Au pied de cette statue, elle-même proche d'une grotte artificielle à trois étages contenant un autre Christ, une Pieta et un crucifix, des femmes prient, chantent et apportent des offrandes de fleurs. Rien à envier à notre Sacré-coeur, et une foi vibrante en plus!


Le Kérala est une région luxuriante où les plantations de cocotiers et de bananiers abondent et notre guide John (un chrétien comme l'indique son nom) nous explique que le poids des travailleurs des plantations a fait du Kérala le seul État à avoir un Parlement à majorité communiste.

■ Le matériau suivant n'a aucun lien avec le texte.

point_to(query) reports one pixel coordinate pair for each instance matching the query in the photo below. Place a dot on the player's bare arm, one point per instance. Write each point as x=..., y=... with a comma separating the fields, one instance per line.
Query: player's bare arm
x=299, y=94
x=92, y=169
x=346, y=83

Les deux jours qui suivent notre arrivée, nous les passons à Kovalam, village proche de la capitale, dans un hôtel qui abrite un centre de soins ayurvédiques. Je ne peux m'empêcher de penser que le jardin d'Eden ressemblait à cette palmeraie au milieu de laquelle se sont installés les bungalows disséminés parmi les cocotiers. Des cris d'animaux et des chants d'oiseaux tout le jour; beaucoup de croassements de corneilles qui sont nombreuses, mais d'autres bien plus étranges à nos oreilles . Dans le toit d'un bungalow une famille de singes a installé son quartier général. L'intérieur des bungalows respire un parfum colonial incontestable, et britannique de surcroît: plafond tressé en feuilles de bananier, moustiquaire, brasseurs d'air, meubles de teck...

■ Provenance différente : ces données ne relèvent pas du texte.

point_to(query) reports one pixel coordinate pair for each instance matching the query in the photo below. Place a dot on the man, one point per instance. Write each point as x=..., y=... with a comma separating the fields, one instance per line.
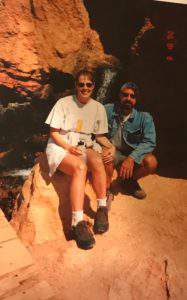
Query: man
x=133, y=136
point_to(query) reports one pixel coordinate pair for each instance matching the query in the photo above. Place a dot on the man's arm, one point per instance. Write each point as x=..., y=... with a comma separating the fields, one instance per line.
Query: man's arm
x=148, y=141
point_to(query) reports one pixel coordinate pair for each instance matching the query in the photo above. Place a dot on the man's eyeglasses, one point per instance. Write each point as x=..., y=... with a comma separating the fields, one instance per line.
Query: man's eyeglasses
x=127, y=94
x=82, y=84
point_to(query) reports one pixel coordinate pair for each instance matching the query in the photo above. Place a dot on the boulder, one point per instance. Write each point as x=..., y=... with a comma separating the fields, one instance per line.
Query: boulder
x=43, y=210
x=39, y=36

Pour entretenir ce coin de paradis une foule de jardiniers souvent au féminin. Je me ferai la même remarque tout le long du séjour: l'Inde a plus d'un milliard d'habitants et le personnel est toujours très nombreux dans les hôtels et presque toujours charmant et efficace.
L'hôtel de Kovalam offre des soins ayurvédiques et des consultations médicales avec la pharmacopée adaptée. Tout le groupe s'est offert une heure de massage intensif à l'huile bien chaude, dont on sort bienheureux et cassé. L'offre du restaurant est en correspondance avec cuisine végétarienne et infusion à volonté.

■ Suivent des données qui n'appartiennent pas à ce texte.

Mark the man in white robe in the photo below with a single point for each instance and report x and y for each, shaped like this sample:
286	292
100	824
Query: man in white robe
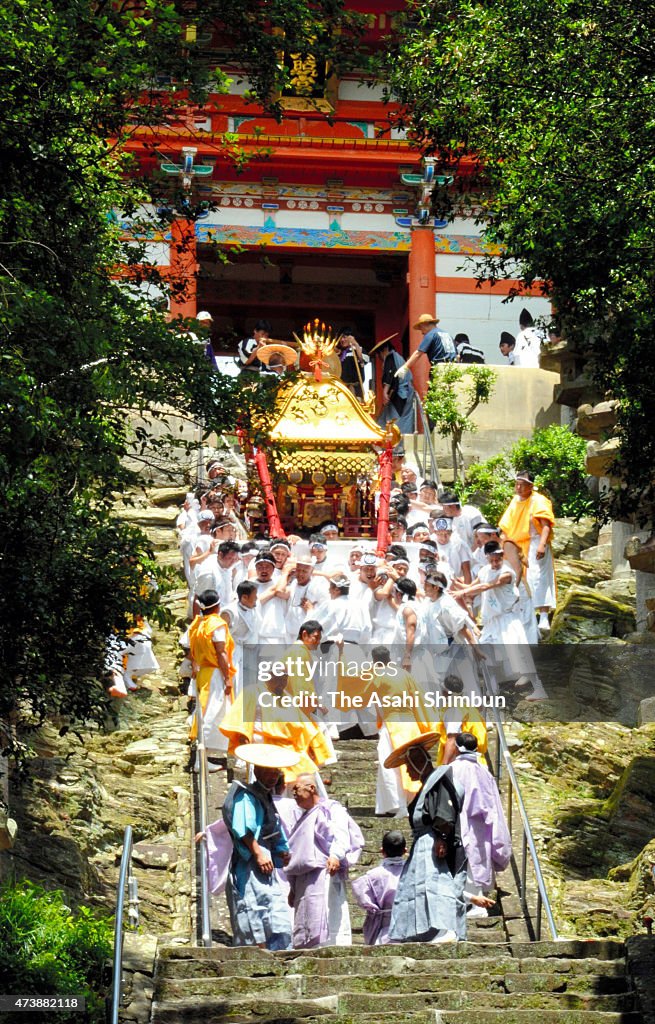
324	843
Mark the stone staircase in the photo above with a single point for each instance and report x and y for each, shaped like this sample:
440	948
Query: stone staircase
352	781
570	982
492	978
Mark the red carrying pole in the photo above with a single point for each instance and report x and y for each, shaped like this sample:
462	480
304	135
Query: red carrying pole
385	495
274	524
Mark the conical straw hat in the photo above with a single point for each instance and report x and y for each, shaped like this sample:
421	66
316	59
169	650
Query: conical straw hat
398	757
267	755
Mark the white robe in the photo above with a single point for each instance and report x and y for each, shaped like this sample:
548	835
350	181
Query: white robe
540	573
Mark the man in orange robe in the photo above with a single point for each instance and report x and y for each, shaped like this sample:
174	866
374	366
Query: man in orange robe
528	520
211	648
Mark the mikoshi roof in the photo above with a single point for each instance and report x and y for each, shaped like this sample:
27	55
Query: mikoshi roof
267	755
315	413
425	739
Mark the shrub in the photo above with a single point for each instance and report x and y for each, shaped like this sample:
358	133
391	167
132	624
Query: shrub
555	456
45	949
453	394
489	484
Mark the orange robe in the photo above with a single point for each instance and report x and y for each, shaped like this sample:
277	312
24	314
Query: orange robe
204	654
403	723
288	727
516	518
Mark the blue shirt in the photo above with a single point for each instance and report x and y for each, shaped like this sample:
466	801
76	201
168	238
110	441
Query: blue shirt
432	345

Au pied de la falaise sur laquelle est juché ce lieu enchanteur, une plage infinie et ses cabanes de pêcheurs qui donnent une image de l'Inde plus réelle. Tous les matins une vingtaine de pêcheurs tirent un immense filet pour se partager une prise dérisoire: trois merlans et quelques sardines. Le spectacle est magnifique, c'est le même qu'en Afrique et dans bien d'autres lieux; comme en Afrique - surtout depuis quelques décennies où le poisson a disparu pour l'autochtone, traqué par les énormes chalutiers européens ou autres - c'est la misère. Un adolescent , fils de pêcheur, croisé sur la plage me raconte dans un très bon anglais son désespoir de ne pouvoir continuer ses études faute de moyens. Sur les marchés que nous parcourrons les poissonnières se montreront les plus agressives: on sent la dureté de leur vie et l'humiliation de leur condition, contrairement aux autres commerçants d'un abord facile.